Dr. Phillip Lieberman acknowledges a new learning curve is underway
Dr. Phillip Lieberman's office phone is ringing a little more often in these days of worldwide concern over the fast-spreading coronavirus, Covid-19.
Actually, the phone is ringing a lot more often.
"It's affected the practice by having to institute screening measures for each phone call so we can follow CDC guidelines as to what a patient should be told when they call in for a visit," said Dr. Lieberman of Family Allergy & Asthma on Poplar in East Memphis. "We have a number of screening questions about their symptoms, whether specifically they've had fever and to what degree. Those patients with increased scores may be true candidates for having corona.
"They're encouraged not to come in because the only therapy we can offer is supportive therapy which we can do by telephone without increasing the risk of spreading to other patients in the office, or to the health care providers in the office."
As an expert in asthma and immunology, Dr. Lieberman believes sufferers with chronic lung disease possibly are more susceptible to contracting corona and are likely to be in for a worse time if they do get the virus.
"We have known from other corona viruses, like SARS or MERS, that chronic lung conditions, while they may not necessarily contract it more frequently, when they get sick with those viruses in many cases it's worse than in those with normal lungs," the doctor said. "This particular epidemic, to my knowledge, has not demonstrated that asthmatics per se are more severely afflicted, but common sense tells us that anyone with asthma who has diminished lung function would be more severely afflicted. So recently we have considered these patients to be at increased risk, not for contraction but for a more-serious episode if one does contract the disease."
Higher on the risk scale are the elderly, whose immune systems have been put to the test again and again over a lifetime, fighting off all manner of infections and microscopic foreign invaders for decade after decade.
All of those biologic battles take a toll on the immune system which, like every other part of the body, becomes less effective as a person advances toward senior status.

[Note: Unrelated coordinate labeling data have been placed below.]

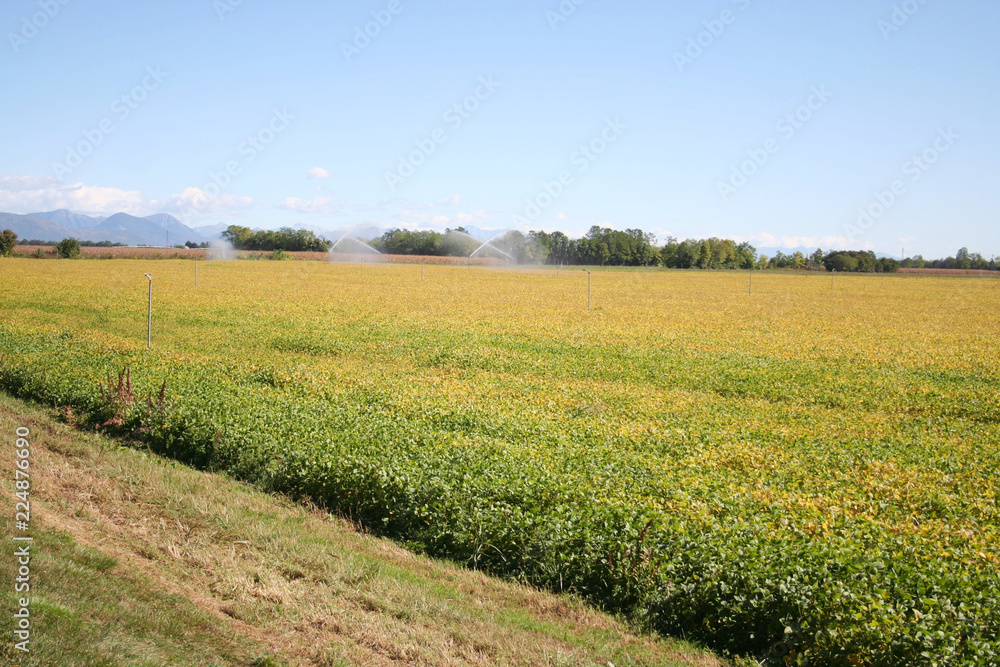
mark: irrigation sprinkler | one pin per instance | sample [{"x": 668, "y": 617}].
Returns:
[{"x": 149, "y": 314}]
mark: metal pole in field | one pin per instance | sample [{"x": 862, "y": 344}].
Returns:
[{"x": 149, "y": 314}]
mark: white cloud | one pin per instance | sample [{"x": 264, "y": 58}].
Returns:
[
  {"x": 317, "y": 205},
  {"x": 195, "y": 202},
  {"x": 317, "y": 173},
  {"x": 33, "y": 194}
]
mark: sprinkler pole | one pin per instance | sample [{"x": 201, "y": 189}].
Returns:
[{"x": 149, "y": 315}]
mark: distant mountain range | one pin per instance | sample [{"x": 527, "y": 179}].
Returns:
[{"x": 158, "y": 230}]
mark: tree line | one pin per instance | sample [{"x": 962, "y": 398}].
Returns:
[
  {"x": 286, "y": 238},
  {"x": 600, "y": 246}
]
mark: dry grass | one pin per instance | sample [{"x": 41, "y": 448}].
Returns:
[{"x": 294, "y": 582}]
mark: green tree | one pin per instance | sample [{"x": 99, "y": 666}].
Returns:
[
  {"x": 68, "y": 248},
  {"x": 8, "y": 240}
]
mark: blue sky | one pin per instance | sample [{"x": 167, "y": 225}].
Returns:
[{"x": 571, "y": 113}]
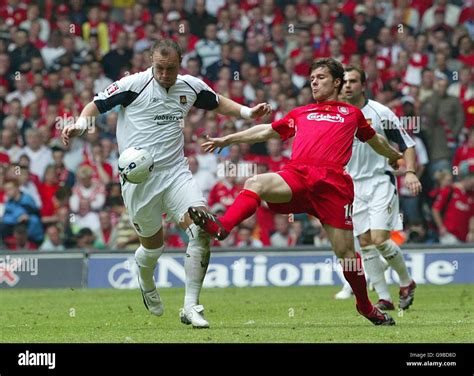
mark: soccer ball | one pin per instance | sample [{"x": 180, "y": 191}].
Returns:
[{"x": 135, "y": 165}]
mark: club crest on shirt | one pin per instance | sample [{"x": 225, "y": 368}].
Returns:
[
  {"x": 343, "y": 110},
  {"x": 112, "y": 88}
]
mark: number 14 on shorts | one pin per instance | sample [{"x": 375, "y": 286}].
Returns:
[{"x": 348, "y": 211}]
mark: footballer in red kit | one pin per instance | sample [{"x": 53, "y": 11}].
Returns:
[{"x": 314, "y": 181}]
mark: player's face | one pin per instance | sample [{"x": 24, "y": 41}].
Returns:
[
  {"x": 165, "y": 68},
  {"x": 352, "y": 89},
  {"x": 323, "y": 85}
]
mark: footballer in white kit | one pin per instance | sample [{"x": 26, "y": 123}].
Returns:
[
  {"x": 376, "y": 202},
  {"x": 153, "y": 105}
]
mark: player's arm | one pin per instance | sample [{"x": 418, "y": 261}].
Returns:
[
  {"x": 411, "y": 179},
  {"x": 230, "y": 108},
  {"x": 397, "y": 134},
  {"x": 122, "y": 92},
  {"x": 257, "y": 133},
  {"x": 381, "y": 146},
  {"x": 84, "y": 122}
]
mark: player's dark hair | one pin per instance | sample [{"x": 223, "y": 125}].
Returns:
[
  {"x": 164, "y": 47},
  {"x": 351, "y": 68},
  {"x": 335, "y": 69}
]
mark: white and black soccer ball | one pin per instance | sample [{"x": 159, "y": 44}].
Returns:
[{"x": 135, "y": 165}]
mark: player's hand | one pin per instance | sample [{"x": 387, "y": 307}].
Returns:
[
  {"x": 260, "y": 110},
  {"x": 394, "y": 161},
  {"x": 412, "y": 183},
  {"x": 69, "y": 132},
  {"x": 213, "y": 143}
]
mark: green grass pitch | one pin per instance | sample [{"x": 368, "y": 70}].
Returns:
[{"x": 251, "y": 315}]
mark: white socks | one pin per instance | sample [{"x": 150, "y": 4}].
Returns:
[
  {"x": 375, "y": 269},
  {"x": 393, "y": 254},
  {"x": 146, "y": 260},
  {"x": 196, "y": 262}
]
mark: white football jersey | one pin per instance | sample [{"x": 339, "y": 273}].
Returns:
[
  {"x": 365, "y": 162},
  {"x": 151, "y": 116}
]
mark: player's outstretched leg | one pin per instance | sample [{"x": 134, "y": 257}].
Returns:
[
  {"x": 245, "y": 204},
  {"x": 393, "y": 254},
  {"x": 208, "y": 222},
  {"x": 146, "y": 260},
  {"x": 375, "y": 268},
  {"x": 407, "y": 295},
  {"x": 195, "y": 265},
  {"x": 345, "y": 293},
  {"x": 342, "y": 242}
]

"Age itself is an independent risk factor, probably because the immune system undergoes with age what we call senescence," Dr. Lieberman said. "One can see the visible effects of aging on a person's appearance and those same effects occur internally where we can't see it, especially in the immune system. Its ability to fight infection diminishes with age and the older one gets the more accentuated it becomes."
This makes the elderly easy targets for all manner of diseases and ailments.
"The other reason the elderly are more susceptible to severe attacks," Dr. Lieberman adds, "is that there's a very strong correlation between chronic diseases and aging and additional medication use, so older people are more commonly afflicted with heart disease, lung disease, diabetes, all the conditions which we know lower our resistance to the viral infections. It also makes the cases that are contracted worse."
While researchers believe leading a healthy lifestyle - proper diet, exercise, sleep, stress management - can give important support to the immune system, Dr. Lieberman says there's no way to actually strengthen or improve the system itself.
"I wish there were, but the effects of aging can't be altered acutely and once you've reached a certain point there's no way to reverse that," he said. "With this particular virus, when you've reached age 60 you have increased your risk for contraction, but more importantly for severe disease. At age 70 there is a prominent increase and then at 80 you're at the highest level. There's very strong statistical significance to these decades. Severe episodes are far more frequent the older one gets."
Respiratory infections, influenza, and particularly pneumonia have long been a leading cause of death in people over 65 worldwide, but the rapid spread of the Covid-19 virus has surprised even experts like Dr. Lieberman, the former president of both the American Academy of Allergy, Asthma and Immunology, and the American Association of Certified Allergists.
"I've not lived through an epidemic like this in my 50-something years of practice," he said. "For those of us who finished medical school quite a while ago, we're re-learning the basic principles of epidemiology as this virus hase transformed our lives. This is a novel experience for all practicing physicians today."
He said the most common defenses - social distancing and quarantine - remain the best strategies for slowing the corona spread while researchers work on developing drugs or vaccines, both of which will take considerable time.
Where Covid-19 is headed and where it will end remains a mystery, the doctor says.
"It depends on several factors, the most important one being whether this virus is seasonal, or non-seasonal and ever-present," Dr. Lieberman said. "If it's seasonal, we're probably pretty lucky because then it will burn itself out just like the flu does, usually around the end of May when the weather gets warm. Not all respiratory viruses are seasonal, though, so we don't know how this one is going to behave."
Yellow fever claimed more than 5,000 lives in Memphis in the 1870s, a seasonal epidemic that spread unchecked until the cold months of winter arrived when there were no more mosquitoes. That connection was not recognized until years later.
"Of course, we are far better off today," said Dr. Lieberman, "except back then people understood that if they left the city they could get away from the disease. When you were here it was just a disaster."